Внизу, сквозь редкие деревья можно было видеть дорогу, а вверху сучья берёз переплелись и густой шапкой листьев закрыли небо.
Сыро и прохладно в роще в летние дни. Любили забегать сюда ребята из деревни, спрятаться от зноя, поваляться на мягкой сочной траве, послушать весёлую болтовню птичьих голосов.
Осенью, когда опадал лист, в поредевших сучьях чернели серо-грязные вороньи гнёзда. А зимой роща, будто сторож, стояла на охране села. Налетит ветер, закрутит снежные облака, ворвётся с ними в рощу, и снег осядет, уляжется в зарослях рощи, не тронет деревни, не занесёт её сугробами. И только в дальнем конце, куда не доходит роща, тянутся, заметают дорогу, дворы снежные завалы.
Давным-давно, этого не помнит даже старый Матвей, хотя на девятый десяток считает он года своей жизни, мужики, повырубив колки, чтоб очистить место для поскотины, оставили лучший колок и сказали:
-- Пусть растёт!
И чтобы слово вернее и крепче было, написали приговор, староста поставил печать, на которой вместо букв видны только четырёхугольные белые щели, а остальное -- всё сажа.
Никто не хранит рощи, а стоит она до сих пор неприкосновенной. Кругом бор, поределый, выжженный, несмотря на то, что стерегут его со всех сторон восемь объездчиков и что ради него живёт в селе Иван Демьянович, чёрный, как жук, с угреватым лицом, в чёрных выпуклых очках и в мундире со светлыми пуговицами, лесной смотритель. Нет крупных сосен, вырубили и пожгли их мужики и объездчики, а роща стоит стеной, защищает от ветра и снега село и в бурю предостерегающе шумит глухим страшным воем.
Свято хранят старики рощу, хоть и не найти той бумаги с печатью.
И когда кто-нибудь, молодой, взглянет на рощу и скажет:
Не стало в бору больших деревьев, да и редкие -- все на виду, оттого трудно ладить с объездчиками: не продают совсем или просят неимоверно высокую цену, как в городе.
А топить надо.
Оборванные, грязные переселенцы уже приспособились, и на дворах у них выросли кубики кизяку. Топят им свои хаты и довольны. А старожилы, что видели лучшие годы, не хотят опуститься до "самоходов", и с огромным трудом и риском ночью привозят воз тощих, жердей, тут же рубят и прячут в подполье: всё труднее найти, если вздумают обыск устроить.
Попадались объездчику -- и труды пропадали даром.
Свалят возы на площади около церкви, да ещё и протокол составят. А там наедет мировой судья и приговорит уплатить двойную цену по таксе.

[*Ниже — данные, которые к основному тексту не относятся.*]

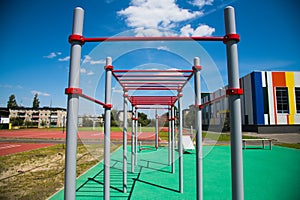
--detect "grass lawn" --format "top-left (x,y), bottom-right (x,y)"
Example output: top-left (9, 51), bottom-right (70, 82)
top-left (0, 144), bottom-right (118, 199)
top-left (51, 146), bottom-right (300, 200)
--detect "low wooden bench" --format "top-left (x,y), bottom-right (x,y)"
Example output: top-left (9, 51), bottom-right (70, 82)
top-left (242, 138), bottom-right (272, 150)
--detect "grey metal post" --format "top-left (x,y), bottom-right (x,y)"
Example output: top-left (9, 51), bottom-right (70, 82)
top-left (178, 91), bottom-right (183, 193)
top-left (104, 57), bottom-right (112, 200)
top-left (123, 91), bottom-right (128, 193)
top-left (168, 107), bottom-right (172, 165)
top-left (224, 6), bottom-right (244, 200)
top-left (134, 109), bottom-right (139, 165)
top-left (155, 109), bottom-right (158, 150)
top-left (193, 57), bottom-right (203, 200)
top-left (131, 107), bottom-right (135, 173)
top-left (171, 106), bottom-right (175, 173)
top-left (64, 7), bottom-right (84, 200)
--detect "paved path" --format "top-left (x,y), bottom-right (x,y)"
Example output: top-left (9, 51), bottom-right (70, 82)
top-left (244, 132), bottom-right (300, 144)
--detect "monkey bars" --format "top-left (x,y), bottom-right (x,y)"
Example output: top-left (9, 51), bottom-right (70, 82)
top-left (64, 6), bottom-right (244, 200)
top-left (113, 69), bottom-right (193, 91)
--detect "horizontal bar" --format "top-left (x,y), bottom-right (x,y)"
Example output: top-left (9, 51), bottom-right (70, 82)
top-left (135, 106), bottom-right (170, 110)
top-left (124, 87), bottom-right (182, 90)
top-left (123, 82), bottom-right (183, 87)
top-left (119, 78), bottom-right (186, 82)
top-left (115, 74), bottom-right (190, 78)
top-left (80, 94), bottom-right (112, 108)
top-left (113, 69), bottom-right (193, 73)
top-left (82, 36), bottom-right (224, 42)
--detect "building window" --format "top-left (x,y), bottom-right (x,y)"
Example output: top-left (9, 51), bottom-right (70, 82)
top-left (276, 87), bottom-right (289, 113)
top-left (295, 88), bottom-right (300, 113)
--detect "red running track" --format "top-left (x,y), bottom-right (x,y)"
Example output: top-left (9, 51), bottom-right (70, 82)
top-left (0, 129), bottom-right (160, 156)
top-left (0, 129), bottom-right (161, 140)
top-left (0, 142), bottom-right (54, 156)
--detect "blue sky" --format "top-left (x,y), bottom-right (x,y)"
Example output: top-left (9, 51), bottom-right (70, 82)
top-left (0, 0), bottom-right (300, 115)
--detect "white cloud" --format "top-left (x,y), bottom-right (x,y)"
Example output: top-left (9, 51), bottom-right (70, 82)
top-left (83, 55), bottom-right (106, 65)
top-left (31, 90), bottom-right (50, 97)
top-left (80, 67), bottom-right (95, 76)
top-left (180, 24), bottom-right (215, 36)
top-left (0, 84), bottom-right (23, 89)
top-left (118, 0), bottom-right (203, 35)
top-left (58, 56), bottom-right (70, 62)
top-left (190, 0), bottom-right (214, 9)
top-left (80, 68), bottom-right (86, 74)
top-left (43, 52), bottom-right (61, 58)
top-left (86, 71), bottom-right (95, 76)
top-left (43, 52), bottom-right (57, 58)
top-left (157, 46), bottom-right (170, 51)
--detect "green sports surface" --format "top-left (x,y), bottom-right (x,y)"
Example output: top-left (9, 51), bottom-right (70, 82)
top-left (50, 146), bottom-right (300, 200)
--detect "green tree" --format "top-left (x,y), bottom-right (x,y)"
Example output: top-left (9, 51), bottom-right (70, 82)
top-left (7, 94), bottom-right (19, 108)
top-left (32, 94), bottom-right (40, 109)
top-left (138, 112), bottom-right (151, 126)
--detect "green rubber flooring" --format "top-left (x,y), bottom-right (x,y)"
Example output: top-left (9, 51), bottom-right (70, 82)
top-left (50, 146), bottom-right (300, 200)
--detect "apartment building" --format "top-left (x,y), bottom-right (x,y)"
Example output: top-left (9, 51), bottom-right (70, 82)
top-left (9, 107), bottom-right (67, 128)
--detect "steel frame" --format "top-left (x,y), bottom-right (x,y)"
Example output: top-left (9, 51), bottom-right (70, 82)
top-left (64, 6), bottom-right (244, 200)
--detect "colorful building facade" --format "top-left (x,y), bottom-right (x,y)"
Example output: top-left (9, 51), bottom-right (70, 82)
top-left (202, 71), bottom-right (300, 133)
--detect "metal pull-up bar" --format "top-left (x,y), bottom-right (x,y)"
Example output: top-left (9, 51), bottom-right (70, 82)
top-left (69, 34), bottom-right (240, 44)
top-left (64, 6), bottom-right (244, 200)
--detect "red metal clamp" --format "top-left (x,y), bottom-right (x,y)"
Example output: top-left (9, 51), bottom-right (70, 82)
top-left (223, 33), bottom-right (240, 44)
top-left (195, 104), bottom-right (204, 110)
top-left (69, 34), bottom-right (85, 44)
top-left (103, 104), bottom-right (112, 109)
top-left (104, 65), bottom-right (114, 70)
top-left (65, 88), bottom-right (82, 95)
top-left (226, 88), bottom-right (244, 95)
top-left (193, 65), bottom-right (202, 71)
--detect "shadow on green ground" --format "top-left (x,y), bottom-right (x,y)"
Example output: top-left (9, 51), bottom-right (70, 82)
top-left (51, 146), bottom-right (300, 200)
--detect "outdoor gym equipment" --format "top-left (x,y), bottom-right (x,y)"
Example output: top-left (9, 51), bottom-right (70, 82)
top-left (64, 6), bottom-right (244, 200)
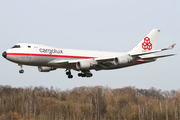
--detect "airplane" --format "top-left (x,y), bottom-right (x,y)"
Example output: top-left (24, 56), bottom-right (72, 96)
top-left (2, 29), bottom-right (176, 78)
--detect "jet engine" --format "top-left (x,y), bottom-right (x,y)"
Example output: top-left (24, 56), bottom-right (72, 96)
top-left (76, 61), bottom-right (91, 70)
top-left (114, 56), bottom-right (132, 65)
top-left (38, 66), bottom-right (56, 72)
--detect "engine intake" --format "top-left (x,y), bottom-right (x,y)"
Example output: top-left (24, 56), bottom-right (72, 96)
top-left (38, 66), bottom-right (56, 72)
top-left (76, 61), bottom-right (91, 70)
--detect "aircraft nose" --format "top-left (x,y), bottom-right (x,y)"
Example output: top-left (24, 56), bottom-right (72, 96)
top-left (2, 51), bottom-right (7, 58)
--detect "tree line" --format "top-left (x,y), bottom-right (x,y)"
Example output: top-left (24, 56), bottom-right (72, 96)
top-left (0, 85), bottom-right (180, 120)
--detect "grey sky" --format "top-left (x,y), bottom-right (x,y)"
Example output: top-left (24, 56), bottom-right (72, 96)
top-left (0, 0), bottom-right (180, 90)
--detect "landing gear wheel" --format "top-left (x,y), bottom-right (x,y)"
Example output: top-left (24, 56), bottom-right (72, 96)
top-left (19, 70), bottom-right (24, 74)
top-left (68, 75), bottom-right (73, 78)
top-left (78, 71), bottom-right (93, 77)
top-left (66, 69), bottom-right (73, 78)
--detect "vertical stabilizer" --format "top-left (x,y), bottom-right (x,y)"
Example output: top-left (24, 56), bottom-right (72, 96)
top-left (130, 29), bottom-right (160, 53)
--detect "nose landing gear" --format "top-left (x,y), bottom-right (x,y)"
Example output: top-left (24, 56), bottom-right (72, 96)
top-left (66, 70), bottom-right (73, 79)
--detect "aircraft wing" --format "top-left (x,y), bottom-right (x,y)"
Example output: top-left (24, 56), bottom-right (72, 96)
top-left (140, 54), bottom-right (176, 59)
top-left (129, 44), bottom-right (176, 57)
top-left (48, 56), bottom-right (116, 65)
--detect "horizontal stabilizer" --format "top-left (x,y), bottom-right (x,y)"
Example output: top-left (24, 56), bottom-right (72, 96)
top-left (129, 44), bottom-right (176, 56)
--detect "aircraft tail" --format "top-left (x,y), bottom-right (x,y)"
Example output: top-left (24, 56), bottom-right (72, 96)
top-left (130, 29), bottom-right (160, 53)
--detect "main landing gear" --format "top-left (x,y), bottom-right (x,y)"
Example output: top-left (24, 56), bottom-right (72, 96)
top-left (66, 69), bottom-right (93, 79)
top-left (66, 70), bottom-right (73, 78)
top-left (78, 71), bottom-right (93, 77)
top-left (19, 64), bottom-right (24, 74)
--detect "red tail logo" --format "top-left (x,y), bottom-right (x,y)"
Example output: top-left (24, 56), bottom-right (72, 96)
top-left (142, 37), bottom-right (152, 50)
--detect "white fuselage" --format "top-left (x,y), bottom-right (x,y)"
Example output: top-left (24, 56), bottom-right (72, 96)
top-left (6, 43), bottom-right (135, 69)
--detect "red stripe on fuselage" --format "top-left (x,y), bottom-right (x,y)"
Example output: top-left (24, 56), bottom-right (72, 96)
top-left (7, 53), bottom-right (96, 59)
top-left (134, 60), bottom-right (148, 63)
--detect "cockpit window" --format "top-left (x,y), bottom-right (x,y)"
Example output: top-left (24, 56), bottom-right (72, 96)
top-left (12, 45), bottom-right (21, 48)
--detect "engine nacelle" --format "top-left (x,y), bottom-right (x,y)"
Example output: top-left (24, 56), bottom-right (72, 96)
top-left (38, 66), bottom-right (56, 72)
top-left (76, 61), bottom-right (91, 70)
top-left (114, 56), bottom-right (132, 65)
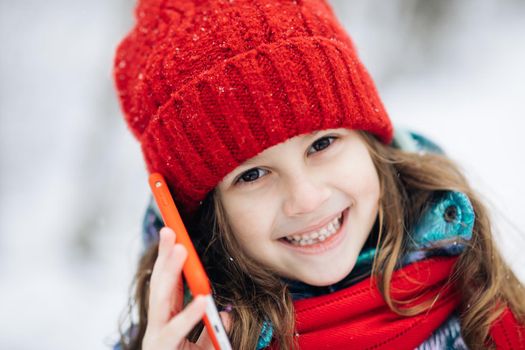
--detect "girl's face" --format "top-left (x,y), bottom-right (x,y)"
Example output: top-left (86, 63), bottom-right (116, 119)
top-left (217, 129), bottom-right (380, 286)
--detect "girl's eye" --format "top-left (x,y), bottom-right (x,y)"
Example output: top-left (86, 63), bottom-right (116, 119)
top-left (307, 136), bottom-right (337, 155)
top-left (235, 168), bottom-right (268, 184)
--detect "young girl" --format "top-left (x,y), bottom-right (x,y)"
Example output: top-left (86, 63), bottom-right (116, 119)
top-left (114, 0), bottom-right (525, 350)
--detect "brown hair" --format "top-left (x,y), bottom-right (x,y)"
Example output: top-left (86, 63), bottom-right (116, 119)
top-left (116, 132), bottom-right (525, 349)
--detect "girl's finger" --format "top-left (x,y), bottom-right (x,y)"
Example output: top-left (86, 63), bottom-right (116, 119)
top-left (148, 230), bottom-right (187, 327)
top-left (197, 311), bottom-right (231, 349)
top-left (162, 295), bottom-right (207, 347)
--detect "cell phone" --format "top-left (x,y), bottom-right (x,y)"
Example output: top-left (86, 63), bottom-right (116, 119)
top-left (149, 173), bottom-right (232, 350)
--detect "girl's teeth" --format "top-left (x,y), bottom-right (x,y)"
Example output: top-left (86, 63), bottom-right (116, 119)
top-left (285, 214), bottom-right (342, 246)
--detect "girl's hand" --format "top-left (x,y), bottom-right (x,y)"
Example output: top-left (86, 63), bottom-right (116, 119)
top-left (142, 227), bottom-right (230, 350)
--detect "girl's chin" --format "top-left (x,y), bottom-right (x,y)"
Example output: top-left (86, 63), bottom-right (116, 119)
top-left (286, 262), bottom-right (355, 287)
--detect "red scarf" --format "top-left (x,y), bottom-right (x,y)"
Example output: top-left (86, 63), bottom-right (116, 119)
top-left (272, 257), bottom-right (525, 350)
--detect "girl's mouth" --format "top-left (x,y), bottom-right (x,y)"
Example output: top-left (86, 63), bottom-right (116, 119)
top-left (279, 207), bottom-right (350, 254)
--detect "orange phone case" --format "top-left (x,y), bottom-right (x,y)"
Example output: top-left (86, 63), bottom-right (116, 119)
top-left (149, 173), bottom-right (231, 350)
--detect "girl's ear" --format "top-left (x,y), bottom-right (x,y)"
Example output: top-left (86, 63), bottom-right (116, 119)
top-left (197, 311), bottom-right (232, 350)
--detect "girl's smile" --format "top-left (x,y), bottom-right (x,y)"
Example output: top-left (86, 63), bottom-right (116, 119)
top-left (217, 128), bottom-right (380, 286)
top-left (279, 208), bottom-right (349, 254)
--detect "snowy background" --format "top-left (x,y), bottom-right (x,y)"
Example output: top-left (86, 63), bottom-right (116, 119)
top-left (0, 0), bottom-right (525, 350)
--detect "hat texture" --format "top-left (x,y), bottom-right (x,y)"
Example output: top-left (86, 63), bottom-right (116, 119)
top-left (114, 0), bottom-right (393, 216)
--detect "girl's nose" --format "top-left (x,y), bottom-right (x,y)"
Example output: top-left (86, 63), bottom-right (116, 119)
top-left (283, 176), bottom-right (331, 216)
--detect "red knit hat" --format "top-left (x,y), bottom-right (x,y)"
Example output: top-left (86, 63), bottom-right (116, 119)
top-left (114, 0), bottom-right (393, 219)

А роща стоит и манит толстыми белыми стволами, та кая полная, чистая.
Часто думают мужики про себя:
-- Хорошо бы её...-- но дальше и думать боятся. И больше становится таких, редеют старики, а голод по дереву всё растёт и растёт.
Уже потихоньку справлялись у писаря в волости:
-- А что, много ль придётся платить за рощу, коли вырубит кто?.. Жива ли бумага с печатью?.. -- и потом, как будто мимоходом, сообщали другим, что узнали в волости.
-- Нечем топить!..-- вот первая жалоба, которая вырывалась в беседах у мужиков.
-- Нечем топить!..-- говорили, здороваясь.
-- Нечем топить!..-- кончали свои нудные речи...
И вот однажды в студёный зимний вечер собрались на сборне.
Долго шептались кучками, и видно было, что в глубине тишины бурлило волнение -- скрытое, страшное. Как огромное преступление, готовилось и назревало тайком, тихо-тихо, и бесшумно увеличивалось, как снежный ком. Готовился глубокий вздох, ибо уже подпирало грудь и просилось наружу затаённое, с трудом созревшее в тайниках мозга, решение.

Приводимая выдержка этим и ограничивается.